We use strongly typed DataSets in our application. When importing data we use the convenient DataSet.Merge()
operation to copy DataRows from one DataSet to another.
The obvious answer is 'do it in the DB' -- I'll assume it's not applicable in your case.
You should try to use a row loop. This can be quite performant if the tables you are merging are sorted.
http://en.wikipedia.org/wiki/Merge_algorithm
You've probably already tried this, but just in case:
DataSet.Merge takes an array or DataRows as a parameter.
Have you tried batching the merge, i.e. doing the following?

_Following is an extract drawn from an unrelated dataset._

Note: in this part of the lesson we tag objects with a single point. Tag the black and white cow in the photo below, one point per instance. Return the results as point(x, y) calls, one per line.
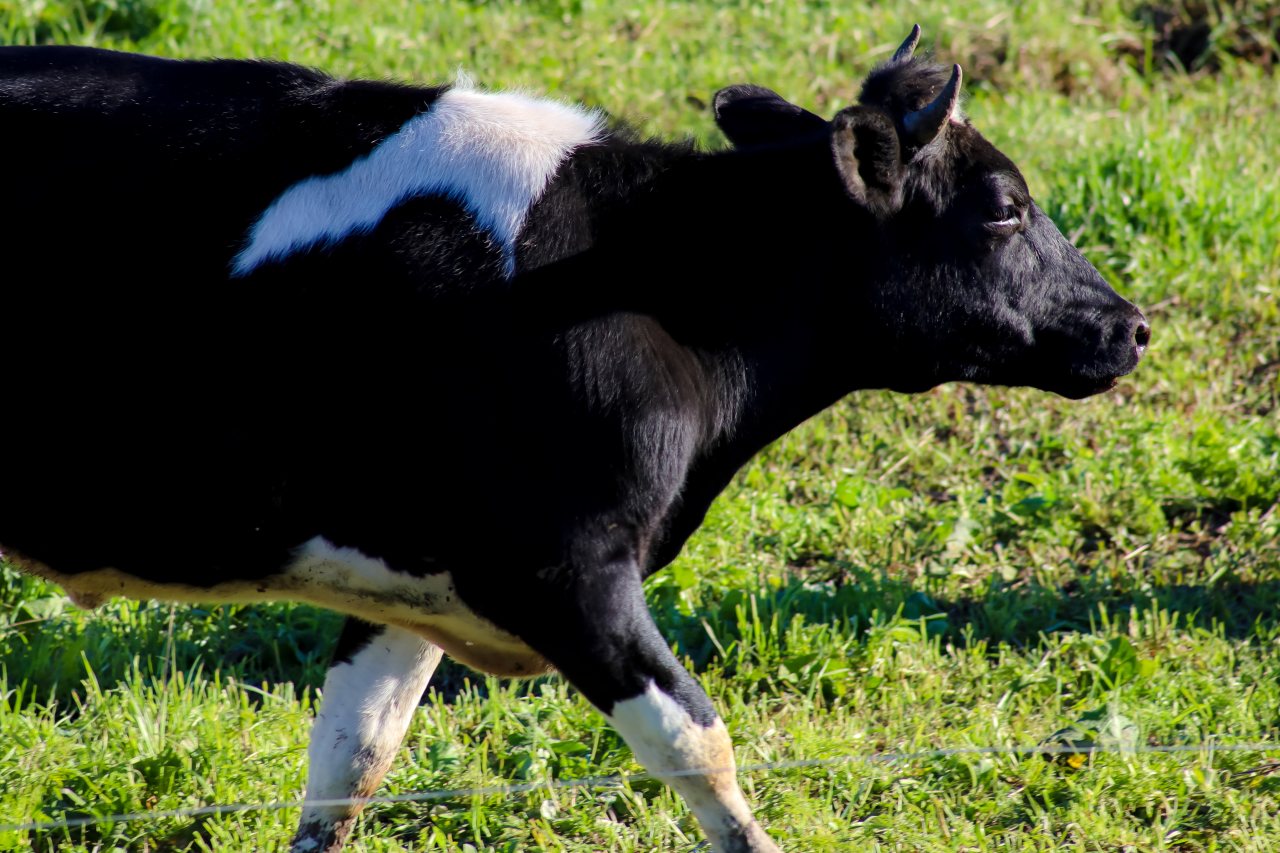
point(467, 366)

dataSet1.Merge(lines.Select(line=>ImportRow(line)).ToArray());
However, it's quite possibly the case that you cannot improve performance - maybe you can avoid the need to Merge in the first place somehow - such as by doing the merge in the DB, as Sklivvz suggests.
Why not just add rows? Or do it in the DB as 'Skliwz' suggests?
Can't you just add or update the row depending the row exists or not in the table (using the not typed method "table.Rows.Find(primaryKeyValues)")?
Note that you can have a lot of scalability problems with the DataSet (compared to a DB):
- no transaction => no concurreny.
- slow load from xml (maybe it is faster/linear from DB).
- missing index (except primary key).
- do not cache as a DB, it can be a problem in ram limited system (in 32b system).
The best merging algorithm I know is Sort-Merge if your input datasets are sorted by the same attribute. But I do not know C# so well to say if it is possible to force ADO object to use this algorithm.